Some people think this is a piece of mourning music, I agree that it is tremendous. Have you heard the cello suites? If you have spotify listen to the way Dmitri Badiarov plays the second cello suite, which is also in D minor.

But if this is the sort of mood you like, there are interesting examples by other composers. Some of the keyboard music that Froberger wrote may be your cup of tea - maybe check the Naxos CD by Sergio Vartolo, since I think he's very much in tune with the depressing side of Froberger's "death music"

(I can't help but note that the D minor partita is the second in the set, and the D minor cello suite is the second in its set, I've never noticed that before.)


----------



## Pugg

I get the creeps from those heavy organ works......


----------



## hpowders

I think the word "depressing" is the wrong word. Perhaps "serious" is more in tune with what the OP is looking for.


----------



## Headphone Hermit

hpowders said:


> I think the word "depressing" is the wrong word. Perhaps "serious" is more in tune with what the OP is looking for.

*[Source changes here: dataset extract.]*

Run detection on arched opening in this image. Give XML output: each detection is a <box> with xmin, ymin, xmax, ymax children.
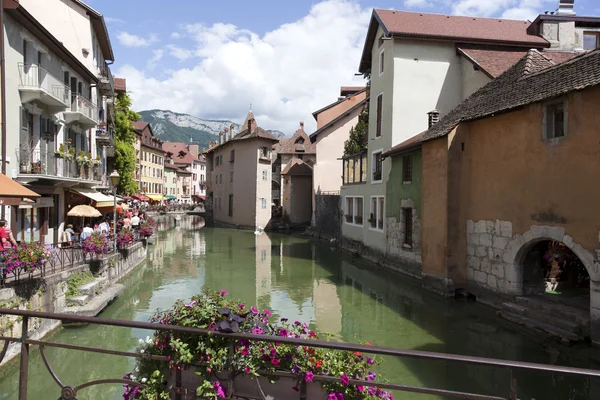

absolutely agree. The solo partita contains some of the most beautiful, uplifting music I have come across. It brightens up one's life ..... 'cleans the ears' as Kleiber is reported to have said.


----------



## hpowders

Headphone Hermit said:


> absolutely agree. The solo partita contains some of the most beautiful, uplifting music I have come across. It brightens up one's life ..... 'cleans the ears' as Kleiber is reported to have said.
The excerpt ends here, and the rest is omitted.